LinuxLists.cc - [PATCH 01/26] mm: Do page fault accounting in handle_mm

2020-06-26 22:34:27

Subject: [PATCH 01/26] mm: Do page fault accounting in handle_mm_fault

This is a preparation patch to move page fault accountings into the general
code in handle_mm_fault(). This includes both the per task flt_maj/flt_min
counters, and the major/minor page fault perf events.

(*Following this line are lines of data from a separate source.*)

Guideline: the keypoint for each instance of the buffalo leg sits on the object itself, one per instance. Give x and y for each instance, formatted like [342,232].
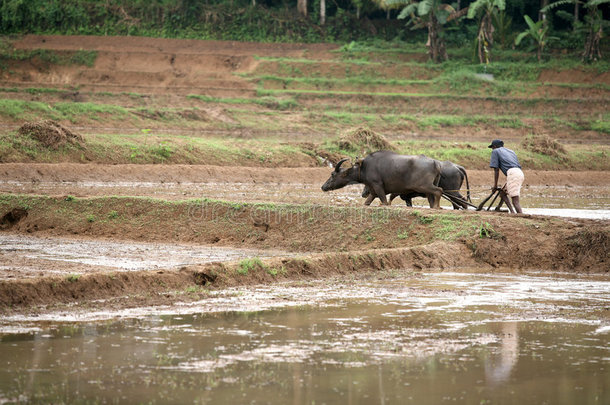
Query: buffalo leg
[380,193]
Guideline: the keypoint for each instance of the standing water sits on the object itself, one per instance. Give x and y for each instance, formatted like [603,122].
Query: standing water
[402,338]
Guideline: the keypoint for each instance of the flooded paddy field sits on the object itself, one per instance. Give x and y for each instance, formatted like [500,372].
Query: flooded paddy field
[25,256]
[397,337]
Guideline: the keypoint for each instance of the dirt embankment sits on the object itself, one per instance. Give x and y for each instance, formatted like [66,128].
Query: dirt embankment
[330,240]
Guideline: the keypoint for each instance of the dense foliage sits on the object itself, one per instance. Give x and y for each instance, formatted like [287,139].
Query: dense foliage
[282,21]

To do this, the pt_regs
pointer is passed into handle_mm_fault().

PERF_COUNT_SW_PAGE_FAULTS should still be kept in per-arch page fault handlers.

So far, all the pt_regs pointer that passed into handle_mm_fault() is NULL,
which means this patch should have no intented functional change.

Suggested-by: Linus Torvalds <[email protected]>
Signed-off-by: Peter Xu <[email protected]>
---
arch/alpha/mm/fault.c | 2 +-
arch/arc/mm/fault.c | 2 +-
arch/arm/mm/fault.c | 2 +-
arch/arm64/mm/fault.c | 2 +-
arch/csky/mm/fault.c | 3 +-
arch/hexagon/mm/vm_fault.c | 2 +-
arch/ia64/mm/fault.c | 2 +-
arch/m68k/mm/fault.c | 2 +-
arch/microblaze/mm/fault.c | 2 +-
arch/mips/mm/fault.c | 2 +-
arch/nds32/mm/fault.c | 2 +-
arch/nios2/mm/fault.c | 2 +-
arch/openrisc/mm/fault.c | 2 +-
arch/parisc/mm/fault.c | 2 +-
arch/powerpc/mm/copro_fault.c | 2 +-
arch/powerpc/mm/fault.c | 2 +-
arch/riscv/mm/fault.c | 2 +-
arch/s390/mm/fault.c | 2 +-
arch/sh/mm/fault.c | 2 +-
arch/sparc/mm/fault_32.c | 4 +--
arch/sparc/mm/fault_64.c | 2 +-
arch/um/kernel/trap.c | 2 +-
arch/unicore32/mm/fault.c | 2 +-
arch/x86/mm/fault.c | 2 +-
arch/xtensa/mm/fault.c | 2 +-
drivers/iommu/amd_iommu_v2.c | 2 +-
drivers/iommu/intel-svm.c | 2 +-
include/linux/mm.h | 7 ++--
mm/gup.c | 4 +--
mm/hmm.c | 3 +-
mm/ksm.c | 3 +-
mm/memory.c | 62 ++++++++++++++++++++++++++++++++++-
32 files changed, 101 insertions(+), 35 deletions(-)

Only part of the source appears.